Now onto my utter amazement at Barbara Corcoran’s advice to just spend money. I like Barbara, I’m a huge fan of Shark Tank but my jaw hit the ground when I read - and I quote - '“I love to spend. Saving? You’re talking to the wrong gal,” she says. “I never saved in my life. I just have a lot of money now by accident, so I think saving is grossly overrated. I know it’s the prudent thing — that’s the gospel of anyone in finance. I just believe it’s not for everyone.”' Um, what? Let’s not tell people saving is overrated. Too many people already have that mindset. And, yeah, I like to spend money too but I don’t see how my shoe habit will somehow land me in a ton of money. More likely it’ll land me in a ton of debt.

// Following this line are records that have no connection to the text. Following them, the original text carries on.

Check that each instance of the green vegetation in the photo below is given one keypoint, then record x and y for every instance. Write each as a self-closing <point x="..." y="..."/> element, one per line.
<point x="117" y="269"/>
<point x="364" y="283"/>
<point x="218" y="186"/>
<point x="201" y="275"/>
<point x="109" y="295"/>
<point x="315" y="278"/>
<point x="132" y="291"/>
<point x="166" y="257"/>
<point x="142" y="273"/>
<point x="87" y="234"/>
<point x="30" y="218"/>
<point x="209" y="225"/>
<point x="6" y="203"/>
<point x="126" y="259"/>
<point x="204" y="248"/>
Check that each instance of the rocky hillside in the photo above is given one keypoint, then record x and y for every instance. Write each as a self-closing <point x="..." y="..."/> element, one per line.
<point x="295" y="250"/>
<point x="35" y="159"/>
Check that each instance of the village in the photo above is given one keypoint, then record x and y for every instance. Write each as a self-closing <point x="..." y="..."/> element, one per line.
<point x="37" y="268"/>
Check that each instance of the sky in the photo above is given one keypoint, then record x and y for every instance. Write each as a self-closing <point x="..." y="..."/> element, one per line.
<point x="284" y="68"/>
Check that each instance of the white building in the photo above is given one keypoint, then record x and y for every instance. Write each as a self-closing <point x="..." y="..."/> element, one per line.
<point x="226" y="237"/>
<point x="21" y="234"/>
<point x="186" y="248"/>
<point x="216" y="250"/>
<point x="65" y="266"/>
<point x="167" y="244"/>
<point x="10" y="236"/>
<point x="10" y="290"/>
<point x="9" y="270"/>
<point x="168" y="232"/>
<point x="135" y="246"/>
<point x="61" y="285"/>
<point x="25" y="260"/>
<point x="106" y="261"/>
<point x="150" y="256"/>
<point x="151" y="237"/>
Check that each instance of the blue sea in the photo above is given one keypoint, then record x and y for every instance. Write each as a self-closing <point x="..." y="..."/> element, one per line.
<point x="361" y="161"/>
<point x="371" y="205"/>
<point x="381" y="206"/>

I guess it takes money to make money so if you spend your money on business opportunities, real estate or other investments her advice isn’t so bad.

Ok, now that I got all that out of my system, what I’m really trying to say is take all expert advice with a grain of salt. What may work for someone else may not work for you. And sometimes someone gets a lucky break. You’re probably not going to end up with a net worth like Suze’s or a real estate empire like Barbara’s but you can still manage your money well and have some fun while doing it.


And for the record, I think the best advice from the two articles above is 1) never buy a new car and 2) avoid credit card debt. Someone once told me a car is the worst investment you can make, the value drops quickly and you’ll never get out of it what you put into it. Remember a new car loses value as soon as you drive off the lot. But it’s probably something you need, so do your research and pick a used car that meets your needs. Now as for credit card debt, I get that sometimes it’s unavoidable. But the interest rates are just ridiculous. Try to pay off your credit card debt immediately. The money you save on interest can be used for something so much better.

See? I’m not saying there’s no such thing as good advice. Surely there is. It’s all about balance. Know what your goals are and don’t listen to everything someone says just because they’re a so called expert. No one knows your money situation like you do. You, my friend, are the expert.